Autonomia, como traço central do DNA das autoridades portuárias, e sua natureza pública, como opção mundialmente preferida, decorrem imediatamente dessa visão. É o que apontam pesquisas periódicas de Governança Portuária" da European Sea Port Organization (ESPO).
 
Com 800 anos de história, isso está mais ou menos assentado nas boas práticas internacionais. No Brasil ainda não. Inclusive a própria Lei dos Portos vigente (Lei 12.815/13) não o distingue: “... administração do porto organizado, denominada autoridade portuária” (art. 17, § 1º). Seria uma marca fantasia?
 
Para a exegese da lei, das normas e dos planos de desestatização portuária, porém, mais relevante que o rótulo é o conteúdo. A começar que as atribuições/funções de administração e de autoridade estão mescladas e distribuídas por duas dezenas de dispositivos da Lei e do Decreto. E, o mais relevante: nenhum dos quatro pilares sobre os quais se assenta o estratégico de um porto (planejar - incluindo investimentos e modelagem; escolher parceiros - empresas e projetos; tarifar e punir) está designado à autoridade-administradora de cada porto: pela lei vigente elas, e diversas outras atribuições relevantes, foram recentralizadas nas instâncias federais a partir de 2012/13: Ministério da Infraestrutura e Antaq. Sem falar em TCU e MP.
 
Ah! E a Europa? Não tem plano continental que equivaleria ao PNL? Sim! Só que o “Ten-T” é elaborado bottom-up (não top-down).

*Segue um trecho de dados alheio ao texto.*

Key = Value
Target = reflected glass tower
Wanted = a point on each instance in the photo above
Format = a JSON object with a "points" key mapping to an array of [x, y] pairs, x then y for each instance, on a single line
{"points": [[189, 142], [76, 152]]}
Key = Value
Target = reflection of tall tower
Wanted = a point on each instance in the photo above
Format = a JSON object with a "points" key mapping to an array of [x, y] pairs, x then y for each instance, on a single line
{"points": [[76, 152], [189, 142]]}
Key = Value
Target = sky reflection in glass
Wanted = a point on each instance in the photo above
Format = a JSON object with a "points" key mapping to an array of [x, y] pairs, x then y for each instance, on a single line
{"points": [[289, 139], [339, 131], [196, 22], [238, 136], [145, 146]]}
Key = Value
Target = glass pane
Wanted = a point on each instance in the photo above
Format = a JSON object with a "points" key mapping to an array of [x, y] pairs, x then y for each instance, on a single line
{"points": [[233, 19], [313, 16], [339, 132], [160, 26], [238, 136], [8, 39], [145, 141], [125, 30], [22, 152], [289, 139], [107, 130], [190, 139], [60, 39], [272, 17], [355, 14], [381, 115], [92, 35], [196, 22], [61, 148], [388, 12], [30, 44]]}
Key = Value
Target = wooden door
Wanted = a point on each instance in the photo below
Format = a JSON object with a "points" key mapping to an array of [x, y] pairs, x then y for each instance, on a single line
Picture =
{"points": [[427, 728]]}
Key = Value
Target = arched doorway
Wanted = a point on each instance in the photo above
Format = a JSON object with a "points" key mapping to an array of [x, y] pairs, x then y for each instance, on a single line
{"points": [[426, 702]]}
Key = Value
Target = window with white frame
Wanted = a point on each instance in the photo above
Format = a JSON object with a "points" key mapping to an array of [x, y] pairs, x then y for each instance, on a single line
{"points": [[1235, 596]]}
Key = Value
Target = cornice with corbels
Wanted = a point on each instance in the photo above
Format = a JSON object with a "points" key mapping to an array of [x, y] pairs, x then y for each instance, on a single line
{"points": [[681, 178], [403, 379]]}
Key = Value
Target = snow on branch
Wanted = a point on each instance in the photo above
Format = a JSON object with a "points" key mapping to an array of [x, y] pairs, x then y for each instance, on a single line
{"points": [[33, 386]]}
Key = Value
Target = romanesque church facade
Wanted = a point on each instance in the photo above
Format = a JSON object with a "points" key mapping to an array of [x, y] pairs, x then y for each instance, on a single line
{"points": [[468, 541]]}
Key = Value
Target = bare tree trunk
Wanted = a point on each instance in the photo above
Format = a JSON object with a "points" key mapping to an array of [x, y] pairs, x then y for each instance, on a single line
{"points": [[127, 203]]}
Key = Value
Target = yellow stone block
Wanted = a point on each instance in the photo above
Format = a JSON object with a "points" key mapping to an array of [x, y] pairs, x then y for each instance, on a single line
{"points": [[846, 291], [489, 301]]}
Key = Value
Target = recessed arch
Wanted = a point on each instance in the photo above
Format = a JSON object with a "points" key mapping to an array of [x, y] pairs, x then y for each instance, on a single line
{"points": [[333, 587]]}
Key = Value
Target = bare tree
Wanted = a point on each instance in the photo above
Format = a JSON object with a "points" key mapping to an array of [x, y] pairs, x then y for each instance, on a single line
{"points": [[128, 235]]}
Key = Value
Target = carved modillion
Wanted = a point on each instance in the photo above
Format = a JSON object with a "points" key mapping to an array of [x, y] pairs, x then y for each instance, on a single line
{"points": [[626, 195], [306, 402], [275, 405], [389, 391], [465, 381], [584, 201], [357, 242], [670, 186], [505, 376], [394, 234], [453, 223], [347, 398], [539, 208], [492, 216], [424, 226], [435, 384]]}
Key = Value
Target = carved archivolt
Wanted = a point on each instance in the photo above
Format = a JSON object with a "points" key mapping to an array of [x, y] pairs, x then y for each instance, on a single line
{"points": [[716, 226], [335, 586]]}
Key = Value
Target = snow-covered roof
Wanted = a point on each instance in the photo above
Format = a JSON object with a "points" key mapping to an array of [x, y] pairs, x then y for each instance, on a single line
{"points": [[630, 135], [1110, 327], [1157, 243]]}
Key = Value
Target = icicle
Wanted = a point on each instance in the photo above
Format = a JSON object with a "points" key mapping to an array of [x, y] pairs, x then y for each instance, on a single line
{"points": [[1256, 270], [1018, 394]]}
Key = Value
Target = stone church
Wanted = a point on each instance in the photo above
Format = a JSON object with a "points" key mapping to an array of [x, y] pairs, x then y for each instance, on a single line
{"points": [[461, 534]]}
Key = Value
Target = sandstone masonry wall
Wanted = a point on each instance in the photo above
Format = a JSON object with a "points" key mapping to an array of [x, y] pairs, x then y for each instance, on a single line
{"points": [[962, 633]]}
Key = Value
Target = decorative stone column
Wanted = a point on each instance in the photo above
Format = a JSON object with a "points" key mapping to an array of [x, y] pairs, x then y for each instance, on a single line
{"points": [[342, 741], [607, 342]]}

E com a participação dos estados-membros e representantes dos diversos modos de transporte. Portanto, ele está mais para um pacto entre os pares.
 
Ah! E a Portaria 574/18? Sim! Só que, além de não ser lei, ela delega o fazer, não o decidir... que é, justamente, o que caracteriza a autonomia.
 
Em síntese: nominalmente, a função de autoridade é específica de cada porto; mas, na prática, as atribuições relevantes que lhe caracterizam são exercidas por órgãos de Brasília. Seria impróprio interpretar-se o modelo brasileiro como tendo uma única autoridade portuária?
 
O objeto da desestatização (privati-zação) foi aos poucos transitando da autoridade para a administração, enquanto os representantes do governo passavam a frisar que a autoridade seguirá sendo pública: estão corretos! Só que, ao contrário do modelo anterior, ela é federal e centralizada. É o que diz a lei.
 
O desejável seria uma revisão do marco regulatório. Mas, mesmo sem alterá-lo, é possível caminhar em direção ao padrão internacional; descentralizando atribuições e dando autonomia aos portos. Se isso é cogitado para privados (desestatização), também pode ser feito por delegação a autarquias ou empresas públicas locais; inclusive federal (art. 2º, X; e art. 6º, § 5º). Tanto pode que já o fez em portos de Rondônia e Rio Grande do Sul, além de Paranaguá.

*Frederico Bussinger, engenheiro, economista e consultor. Foi diretor do Metro/SP, Departamento Hidroviário (SP), e da Codesp. Também foi presidente da SPTrans, CPTM, Docas de São Sebastião e da Confea.